I also wanted to remind the larger audience that always linking Summers to his NBER speech overstates the significance that had for the faculty, by comparison with his evasions and compromises about the Shleifer mess. The reaction Summers got when he foisted his theory (which he surely got from reading Steve Pinker's book, though he never mentioned that) was largely due to the fact that he had just been talking to women faculty about the tenure track and said nothing of the kind to them. But the Shleifer affair was Summers' real problem; that corruption is what drew faculty from every quarter.
And that clueless arrogance about his own smartness is Summers's most disqualifying liability for the Fed job. Look what happens to the markets when Bernanke hints one thing or another. You don't want someone in this job who loves to attract attention for his cleverness--especially someone with weird ethics about financial conflicts of interest.

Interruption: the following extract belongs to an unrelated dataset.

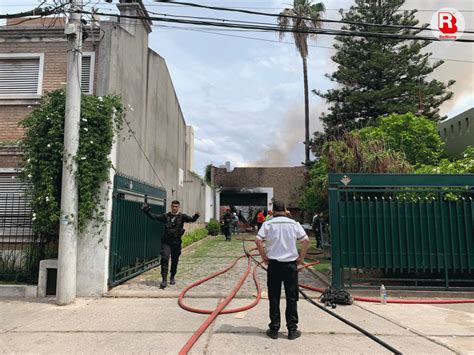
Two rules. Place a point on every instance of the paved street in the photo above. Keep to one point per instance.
(209, 256)
(152, 322)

At a larger scale, I think about how little anyone now thinks about the merits of humility in leaders. I might have quoted what Eliot (whose name graces Summers's chair) had to say about the incentives for university presidents. Or what James Kabaservice quotes from Plato's Republic in the front matter to his book about Kingman Brewster:
If we want the best among our Guardians, we must take those naturally fitted to watch over a commonwealth. They must have the right sort of intelligence and ability; and also they must look upon the commonwealth as their special concern--the sort of concern that is felt for something so closely bound up with oneself that its interest and fortune, for good or ill, are held up to be identical with one's own.The great and admirable leaders, of universities and the nation, all think that way, don't they?